Moon (2009 Sundance Film Festival) — The lone employee of a helium mining operation on the moon, Sam Bell (Sam Rockwell) is counting the days until his return to Earth, to his wife and daughter. His only companion on this mission is the artificial intelligence device GERTY. But something isn’t right. As John Nein writes in the Festival Program Guide: “[D]irector Duncan Jones and writer Nathan Parker create an intimate and insightful character piece about memory and identity anchored by Sam Rockwell’s perceptive performance; he brings out the heartache, contradictory emotions, and existential terror of a man gradually stripped of the most fundamental sense of who he is.” Check viewing options here.
Space Tourists (2010 Sundance Film Festival) — This unusual documentary, which won the directing award in the world cinema documentary competition at the Festival, juxtaposes the story of the first female space tourist, who paid $20 million to the Russian space program for the privilege, with the reality of poor villagers who risk their lives to collect space debris for resale. “Space Tourists examines the intersections of human enterprise and commerce in the final frontier,” writes Basil Tsiokos in the Festival Program Guide. Directed by Christian Frei. Check viewing options here.
The Visit: An Alien Encounter (2015 Sundance Film Festival) — How will humans approach first contact with intelligent life in space? Believe it or not, there is a plan, as this documentary reveals. “Through tantalizing interviews with experts from NASA, United Nations, and the SETI (Search for Extraterrestrial Intelligence) Institute, among many others, acclaimed Danish filmmaker Michael Madsen constructs a chillingly believable scenario of first contact on Earth, beginning with the simplest of questions: Why are you here?” writes Harry Vaughn in the Festival Program Guide. Check viewing options here.

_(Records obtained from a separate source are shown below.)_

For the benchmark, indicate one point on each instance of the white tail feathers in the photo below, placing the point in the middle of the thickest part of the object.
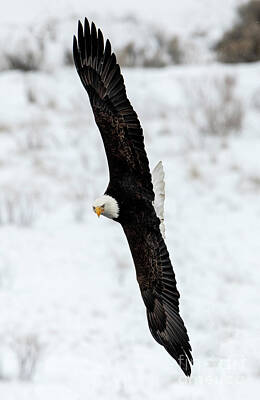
(159, 191)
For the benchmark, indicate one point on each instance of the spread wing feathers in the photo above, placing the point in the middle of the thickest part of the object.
(159, 191)
(158, 288)
(117, 121)
(162, 304)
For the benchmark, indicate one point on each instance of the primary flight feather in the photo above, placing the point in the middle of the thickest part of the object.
(129, 198)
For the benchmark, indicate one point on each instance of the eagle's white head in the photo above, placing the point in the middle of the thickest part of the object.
(107, 206)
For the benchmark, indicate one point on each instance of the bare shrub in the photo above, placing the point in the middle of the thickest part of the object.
(28, 351)
(213, 106)
(242, 42)
(68, 57)
(17, 208)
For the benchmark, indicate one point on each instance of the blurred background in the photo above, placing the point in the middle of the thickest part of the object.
(72, 321)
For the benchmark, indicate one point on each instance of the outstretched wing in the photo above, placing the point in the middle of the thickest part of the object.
(158, 288)
(117, 121)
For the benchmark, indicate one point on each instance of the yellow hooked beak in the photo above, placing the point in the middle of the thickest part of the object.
(99, 211)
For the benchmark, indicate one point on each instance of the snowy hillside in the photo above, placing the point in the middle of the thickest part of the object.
(72, 321)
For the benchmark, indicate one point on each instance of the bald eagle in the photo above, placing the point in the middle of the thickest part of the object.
(129, 198)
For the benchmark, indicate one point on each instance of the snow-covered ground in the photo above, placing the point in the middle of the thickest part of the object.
(67, 282)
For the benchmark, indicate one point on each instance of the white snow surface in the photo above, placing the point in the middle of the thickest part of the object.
(67, 277)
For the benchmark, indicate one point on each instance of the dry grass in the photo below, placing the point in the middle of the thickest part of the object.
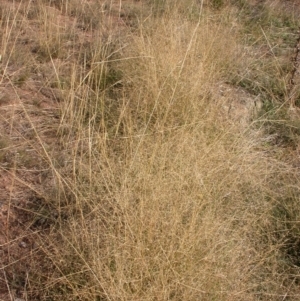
(156, 192)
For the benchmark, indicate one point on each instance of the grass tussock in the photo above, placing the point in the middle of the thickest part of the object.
(157, 193)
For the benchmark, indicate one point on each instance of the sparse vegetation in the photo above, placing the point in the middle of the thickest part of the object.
(150, 150)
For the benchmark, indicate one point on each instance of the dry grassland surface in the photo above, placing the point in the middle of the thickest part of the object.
(149, 150)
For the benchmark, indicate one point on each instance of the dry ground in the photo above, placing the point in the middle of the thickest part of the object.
(139, 148)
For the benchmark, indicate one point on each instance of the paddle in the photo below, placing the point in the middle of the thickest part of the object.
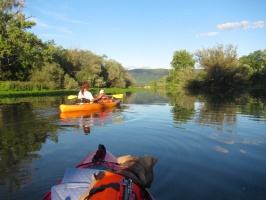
(117, 96)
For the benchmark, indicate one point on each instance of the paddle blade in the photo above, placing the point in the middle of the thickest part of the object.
(72, 96)
(118, 96)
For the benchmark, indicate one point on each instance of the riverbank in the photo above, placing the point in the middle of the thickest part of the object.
(20, 94)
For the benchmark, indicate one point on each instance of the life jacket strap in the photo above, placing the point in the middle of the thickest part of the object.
(101, 188)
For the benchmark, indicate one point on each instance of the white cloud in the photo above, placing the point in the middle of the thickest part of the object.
(230, 25)
(242, 24)
(258, 24)
(207, 34)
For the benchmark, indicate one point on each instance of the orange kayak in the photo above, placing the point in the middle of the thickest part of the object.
(77, 180)
(81, 113)
(88, 106)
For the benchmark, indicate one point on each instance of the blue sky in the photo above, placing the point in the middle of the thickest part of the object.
(145, 33)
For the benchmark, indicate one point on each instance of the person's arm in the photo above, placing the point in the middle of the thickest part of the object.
(80, 96)
(88, 95)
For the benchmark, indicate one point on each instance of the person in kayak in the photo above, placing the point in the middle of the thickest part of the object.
(86, 96)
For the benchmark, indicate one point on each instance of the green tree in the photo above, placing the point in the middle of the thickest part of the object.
(255, 65)
(182, 65)
(49, 77)
(19, 50)
(221, 67)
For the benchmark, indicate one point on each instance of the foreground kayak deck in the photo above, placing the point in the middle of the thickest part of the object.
(88, 106)
(109, 162)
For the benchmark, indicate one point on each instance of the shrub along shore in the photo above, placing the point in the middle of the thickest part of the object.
(16, 94)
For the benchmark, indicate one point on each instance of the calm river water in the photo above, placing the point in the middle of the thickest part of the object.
(207, 147)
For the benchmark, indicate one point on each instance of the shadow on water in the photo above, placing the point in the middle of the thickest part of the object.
(28, 123)
(217, 106)
(25, 125)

APOLLO 11 (2019 Sundance Film Festival) — Moonwalkers Neil Armstrong and Buzz Aldrin and pilot Mike Collins became household names in 1969 as the first mission to land on the moon. The easy banter of the astronauts belied the tension of the project. Says the Festival Program Guide: “Exquisitely crafted and realized, this truly immersive experience offers a new look into one of humanity’s greatest achievements, leaving us to marvel at human ingenuity and the impulse that led humanity to space.” The documentary won a Special Jury Award for editing at the Festival. Directed by Todd Douglas Miller. Check out the viewing options here.
The Longest Goodbye (2023 Sundance Film Festival) — Next up: A manned mission to Mars. The journey and return will take three years. That’s a long time to exist in zero gravity. Not to mention the social deprivation of separation from spouses, children, family, and friends. That’s why NASA psychologists and others are studying ways of offering support and coping techniques to long-mission astronauts. “In his engrossing, heartwarming, and beautifully contemplative documentary, Ido Mizrahy ponders the conflict between our need for connectivity and the urge to explore the unknown,” according to the Festival Program Guide. A release date has not yet been announced for the film.